Both nurses and nursing students included “asks about parents” and “assesses all organ systems” in their top three most important characteristics. Additionally, nurses thought that a tool that “asks enough questions to collect information to make recommendations based on the United States Preventive Services Task Force (USPSTF) screening guidelines” was important while students chose “time to complete survey is less than fifteen minutes.” When adjusted for different sample sizes, most characteristics drew an even amount of attention from nurses and nursing students. The biggest exceptions were the importance that nurses placed on USPSTF screenings and multiple-choice rather than free-response questions.

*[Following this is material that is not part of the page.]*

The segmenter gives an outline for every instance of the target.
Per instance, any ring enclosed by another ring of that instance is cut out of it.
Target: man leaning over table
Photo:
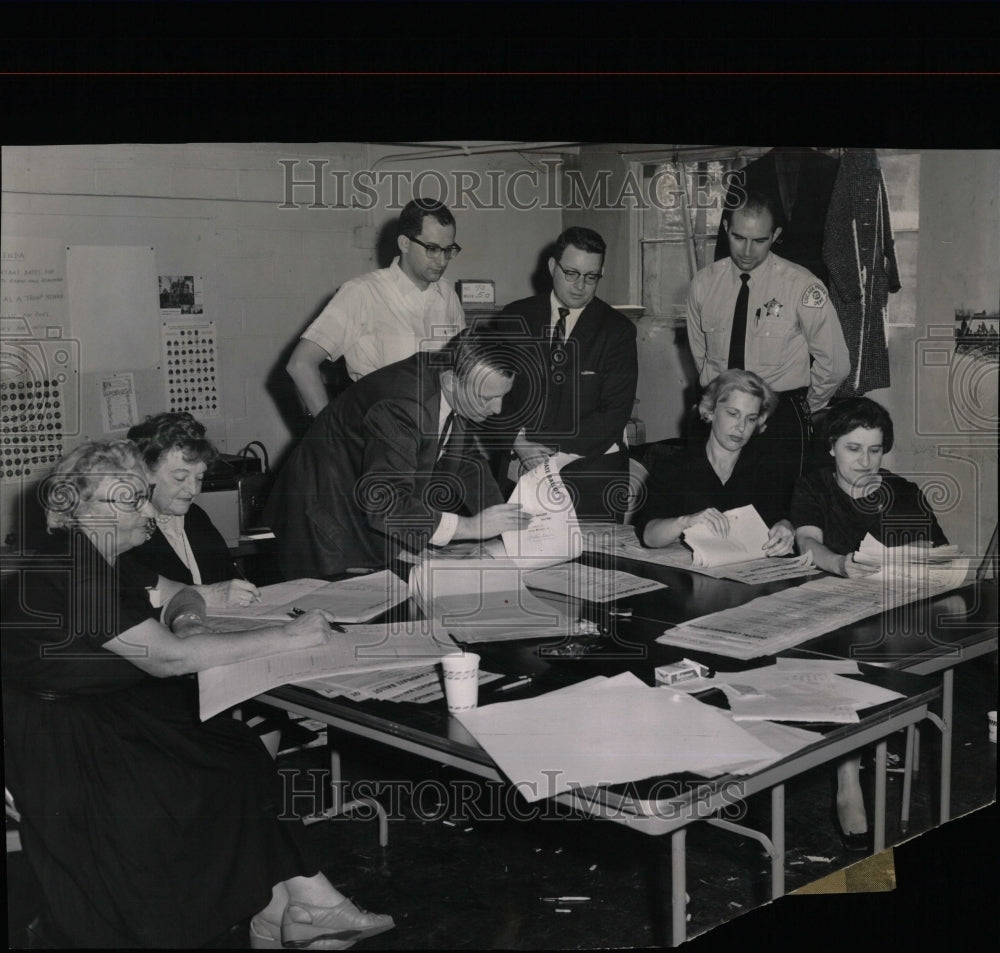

I identified four FHH gathering tools that contained the four overall most important characteristics, as seen in the table below. Of those four tools, two were for use in a clinician’s office and two were for use at home. One tool was a free social media tool designed to share family health history among family members. Each of the four tools assessed for at least 22
conditions the USPSTF has screening guidelines for, and each tool generated some sort of risk algorithm, family tree, or report about other conditions the tool assessed. Three of the four tools optimized the time spent collecting FHH by opening subcategories for positive answers.
Discussion & Conclusion
The goal of my research was to determine what characteristics would make FHH gathering tools more widely used by nurses and nursing students. This research was part of a larger project conducted by Professor Gaye Ray and Dr. Karen Whitt that focuses on family health history collection in both America and Czechia.
In the process of completing this project, the importance of FHH was reiterated to me, and I gained new resolve to always collect this important information. Furthermore, I gained a respect and love of research as I participated in this mentored experience.